I could tell by her voice that she was on the verge of tears, and I felt like a jerk. After everything she’d done for me, the least I could do was be her friend. “Come here,” I urged, spreading my arms apart. She stepped into my embrace and began to cry. I remained silent because I had no solution.
“I’m sorry,” she said, sniffling against my chest. “I am the first one in my line to have children within a marriage. I had hoped to break the curse that seems to be hanging over the women in my family. My grandmother and mother were both single parents. I didn’t want that for myself. I don’t want to go back to being a geisha.”
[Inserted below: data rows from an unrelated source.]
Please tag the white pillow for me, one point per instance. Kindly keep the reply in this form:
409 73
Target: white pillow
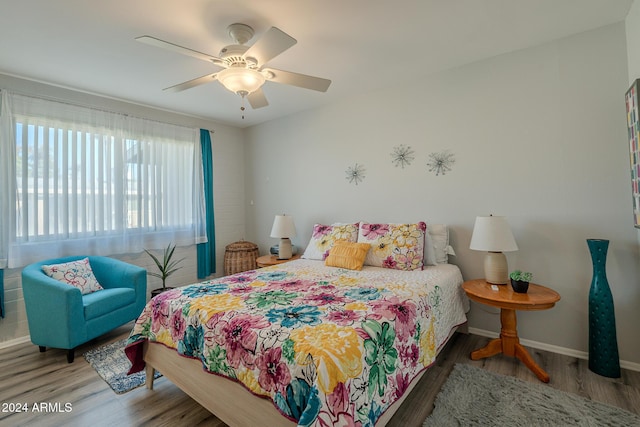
429 250
439 234
75 273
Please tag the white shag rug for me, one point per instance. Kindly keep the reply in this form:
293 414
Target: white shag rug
112 365
474 397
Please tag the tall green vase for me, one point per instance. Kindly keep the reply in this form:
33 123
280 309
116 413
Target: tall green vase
603 344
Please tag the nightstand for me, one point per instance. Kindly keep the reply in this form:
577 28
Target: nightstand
267 260
538 297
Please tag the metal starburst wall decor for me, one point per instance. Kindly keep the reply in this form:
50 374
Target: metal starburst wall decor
441 162
355 174
402 156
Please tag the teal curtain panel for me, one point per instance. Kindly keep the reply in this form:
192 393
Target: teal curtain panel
207 251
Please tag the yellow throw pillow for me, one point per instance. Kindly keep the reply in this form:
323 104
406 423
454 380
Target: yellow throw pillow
349 255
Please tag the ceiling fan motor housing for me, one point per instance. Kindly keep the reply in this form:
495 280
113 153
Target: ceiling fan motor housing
232 56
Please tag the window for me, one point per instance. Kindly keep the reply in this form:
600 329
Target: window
91 181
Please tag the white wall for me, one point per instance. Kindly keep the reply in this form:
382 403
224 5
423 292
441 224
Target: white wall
632 26
228 159
538 135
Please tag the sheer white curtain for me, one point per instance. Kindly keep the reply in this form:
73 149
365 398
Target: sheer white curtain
94 182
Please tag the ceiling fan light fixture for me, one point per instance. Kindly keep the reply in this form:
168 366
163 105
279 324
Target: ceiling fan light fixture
241 80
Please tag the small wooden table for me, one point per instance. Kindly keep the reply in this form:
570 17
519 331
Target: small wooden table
538 297
267 260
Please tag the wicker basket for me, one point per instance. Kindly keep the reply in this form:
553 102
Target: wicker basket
240 256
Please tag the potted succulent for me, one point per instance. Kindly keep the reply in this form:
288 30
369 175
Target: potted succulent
520 281
167 266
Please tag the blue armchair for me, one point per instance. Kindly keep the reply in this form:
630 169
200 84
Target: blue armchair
60 316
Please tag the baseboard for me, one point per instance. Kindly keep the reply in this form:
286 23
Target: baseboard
632 366
21 340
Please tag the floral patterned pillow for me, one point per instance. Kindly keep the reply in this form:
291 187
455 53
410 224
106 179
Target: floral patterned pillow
323 238
75 273
396 246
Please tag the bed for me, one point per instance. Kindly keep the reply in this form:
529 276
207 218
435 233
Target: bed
301 343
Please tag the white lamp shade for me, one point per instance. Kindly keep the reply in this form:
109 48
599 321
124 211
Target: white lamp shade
283 227
492 234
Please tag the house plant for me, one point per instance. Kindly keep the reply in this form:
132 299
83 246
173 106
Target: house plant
520 281
167 266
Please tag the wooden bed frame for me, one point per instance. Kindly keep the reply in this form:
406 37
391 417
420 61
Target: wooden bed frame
228 400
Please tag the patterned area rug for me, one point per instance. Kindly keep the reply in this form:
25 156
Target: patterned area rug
474 397
112 365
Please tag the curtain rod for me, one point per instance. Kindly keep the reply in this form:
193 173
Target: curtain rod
93 107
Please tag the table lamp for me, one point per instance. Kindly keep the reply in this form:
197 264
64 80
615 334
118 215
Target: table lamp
284 228
493 234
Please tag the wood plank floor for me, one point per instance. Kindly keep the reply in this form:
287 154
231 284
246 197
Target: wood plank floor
28 377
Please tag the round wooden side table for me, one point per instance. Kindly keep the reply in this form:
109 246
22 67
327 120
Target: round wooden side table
267 260
538 297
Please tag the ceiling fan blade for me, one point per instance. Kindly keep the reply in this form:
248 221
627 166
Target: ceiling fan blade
192 83
271 44
257 99
300 80
179 49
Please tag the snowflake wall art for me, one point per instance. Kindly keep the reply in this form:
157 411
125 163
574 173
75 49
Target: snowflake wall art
441 162
355 174
402 156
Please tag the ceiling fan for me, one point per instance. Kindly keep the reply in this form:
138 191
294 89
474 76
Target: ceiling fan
243 67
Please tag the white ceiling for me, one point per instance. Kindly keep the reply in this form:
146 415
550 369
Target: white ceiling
360 45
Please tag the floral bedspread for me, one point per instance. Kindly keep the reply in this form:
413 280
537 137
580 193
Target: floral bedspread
328 346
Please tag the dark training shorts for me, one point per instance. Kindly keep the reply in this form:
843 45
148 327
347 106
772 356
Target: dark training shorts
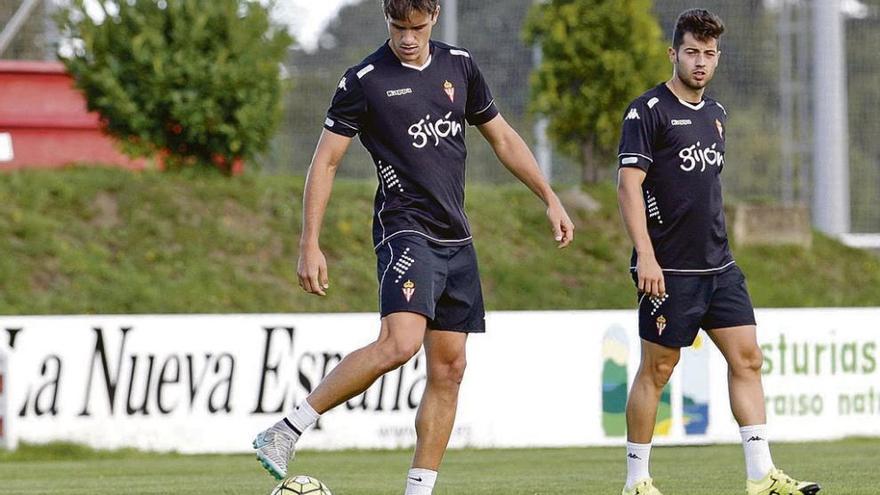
692 302
440 282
“You won’t need to work, Noriko. Ever. You’ll have a huge settlement you could live off if you invest the money wisely.”
“But I’ll still be your ex-wife. People will pity me and treat me like a failure.”
“Don’t you think it’s your perception rather than reality?”
“Oh, no, Cole-sama… I will be considered a loser as a wife and even a geisha. My only hope to attain a different level in society is to be married.”
“I see.”
“You need someone to help you raise the children. Why hire a stranger when you can have their mother for free. Am I so repugnant?”